Chang Che: So who do you think is leading that? Who’s the DeepSeek — who’s going to have the DeepSeek moment of embodied AI in China in the next few years?
Zhang Chi: I really don’t have an answer, because most people know Unitree, but Unitree is only good at building the motors, which translates to their advantage in locomotion. But I don’t think anyone is very good at manipulation, and we probably need robots that are specifically designed for specific tasks.
Chang Che: But that’s the direction that you’re working in, right, at Peking University?
Zhang Chi: Some researchers at BIGAI, at the institute, are working in that direction.
Chang Che: If 2025 was the DeepSeek moment, what do you think is the lesson of 2026? We’ve just started, it’s April, and agentic AI is huge now. OpenClaw is everywhere in China, and I’d love to hear your thoughts on OpenClaw and that sort of frenzy in China.

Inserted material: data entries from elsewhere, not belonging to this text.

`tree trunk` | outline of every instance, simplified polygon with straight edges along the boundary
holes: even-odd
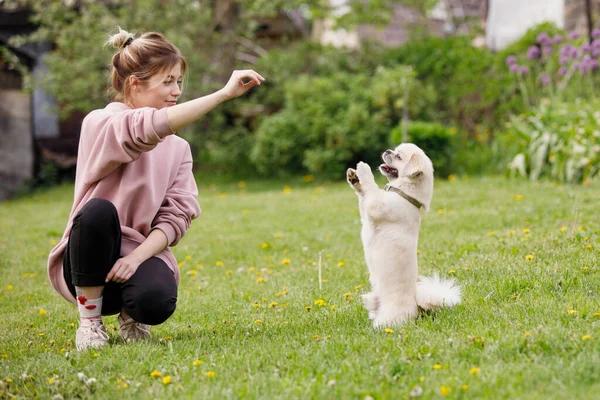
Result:
[[[594,22],[592,20],[592,0],[585,0],[585,16],[587,18],[588,28],[588,40],[592,42],[592,30],[594,29]]]

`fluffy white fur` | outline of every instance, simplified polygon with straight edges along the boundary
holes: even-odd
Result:
[[[390,185],[423,204],[429,211],[433,195],[433,165],[423,150],[403,143],[382,155],[380,172]],[[364,162],[349,168],[346,178],[358,195],[361,239],[369,268],[371,292],[363,296],[376,328],[399,326],[417,316],[419,308],[433,310],[460,303],[453,279],[418,277],[417,244],[421,212],[408,200],[375,183]]]

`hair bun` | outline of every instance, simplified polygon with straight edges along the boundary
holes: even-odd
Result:
[[[126,30],[121,29],[120,26],[117,27],[119,32],[112,35],[106,44],[111,45],[116,49],[123,49],[125,46],[131,43],[133,40],[133,34],[127,32]]]

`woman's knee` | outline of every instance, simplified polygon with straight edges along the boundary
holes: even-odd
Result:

Zhang Chi: Yeah, I actually had my own OpenClaw, and for me — to be honest, it was not really useful for me, because I don’t think I care too much about it, but I think privacy is still an issue. I’m not really comfortable handing all of my personal information to the agent. But on the other hand, some of my students are more optimistic about it. I can tell this story — one of my students basically uses OpenClaw as a supervisor of their training, of the model training process. It basically tries to debug the program itself if it runs into some problems. For example, there are some GPU issues, or some training just stalls, and it tries to kill the process and finds the bug and reruns it. So it was like a magic moment. I guess the group is basically thinking about vibe research. We can just basically give them instructions and ask them to, let’s say, set up a cron job, basically a monitoring job — every hour or every 30 minutes, it will check the status of your training program, something like that. Then we can just go to sleep.

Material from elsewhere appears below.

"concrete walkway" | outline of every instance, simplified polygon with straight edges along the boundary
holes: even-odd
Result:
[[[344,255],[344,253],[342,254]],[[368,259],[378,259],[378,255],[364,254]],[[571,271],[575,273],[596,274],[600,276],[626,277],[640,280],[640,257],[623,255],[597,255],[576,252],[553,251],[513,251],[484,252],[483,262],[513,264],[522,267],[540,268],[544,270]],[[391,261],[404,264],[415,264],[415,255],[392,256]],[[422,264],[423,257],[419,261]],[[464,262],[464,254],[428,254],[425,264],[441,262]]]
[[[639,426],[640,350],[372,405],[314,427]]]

Chang Che: So is everybody in AI in China now using Claude Code?
Zhang Chi: I don’t think so, because for me, I’m more comfortable using Copilot. I’m coding, and Copilot suggests some edits, but I also use this agent mode.
Chang Che: But they’re using American agent modes. Everybody is using agentic AI from the US, basically.
Zhang Chi: Yes.
Chang Che: So is that going to mean that in the future, whenever ByteDance rolls out another large language model, it’s going to be partially built by Claude Code? Like, in Claude — they’re like, “we use Claude Code to build some part of Claude.” Is the future of Chinese LLMs going to be partly Claude-Code-coded?
Zhang Chi: I think so, because there are some international divisions of ByteDance, and they can use Cursor. That basically means that it can be built by Claude Code. That’s legal — that’s also possible for the international divisions of the company.
Chang Che: Great. Okay. Best of luck, and thank you so much for doing this, Chi. I really appreciate it.
Zhang Chi: Thank you for having me again.